Two identical buggies move one after the other due to inertia (without friction) with the same velocity $v_0$ . A man of mass $m$ rides the rear buggy . At a certain moment the man jumps into the front buggy with a velocity $u$ relative to his buggy. knowing that the mass of each buggy is equal to $M$, find the velocities with which the buggies will move after that

Initially rear buggy $+$ man were moving with velocity $v_0$ After the man jump into the front buggy, let the velocity of the rear buggy becomes $v_{rear}$. Since the velocity of the man relative to rear buggy is $u$, it follows that

                      $\overrightarrow{u} = {\overrightarrow{V}}_{man}-{\overrightarrow{V}}_{rear}$

where ${\overrightarrow{V}}_{man}$ is the velocity of the man with respect to the ground.
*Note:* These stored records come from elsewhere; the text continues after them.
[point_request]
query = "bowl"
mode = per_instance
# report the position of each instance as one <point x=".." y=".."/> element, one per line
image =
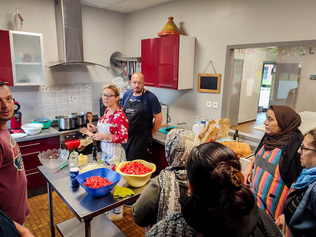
<point x="45" y="121"/>
<point x="103" y="172"/>
<point x="32" y="128"/>
<point x="136" y="180"/>
<point x="53" y="159"/>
                          $V_{man }= u+ v_{rear}$

Applying momentum conservation for the rear buggy, we have

$$\begin{gathered} \left(M +m\right)v_0 = M{v}_{rear}0+m\left(u+v_{rear}\right) \\ v_{rear}= v_0-\frac{mu}{\left(M+m\right)} \left(i\right) \end{gathered}$$

When the man jumps into the front buggy, let the velocity of this buggy becomes $v_{front}$. For the two buggies system from momentum conservation, we have

     $M{v}_0+\left(M+m\right)v_0 = M{v}_{rear}+(M+m)v_{front} \left(ii\right)$

after solving above equations we get

$v_{front}= v_0+\frac{mMu}{{\left(M+m\right)}^2}$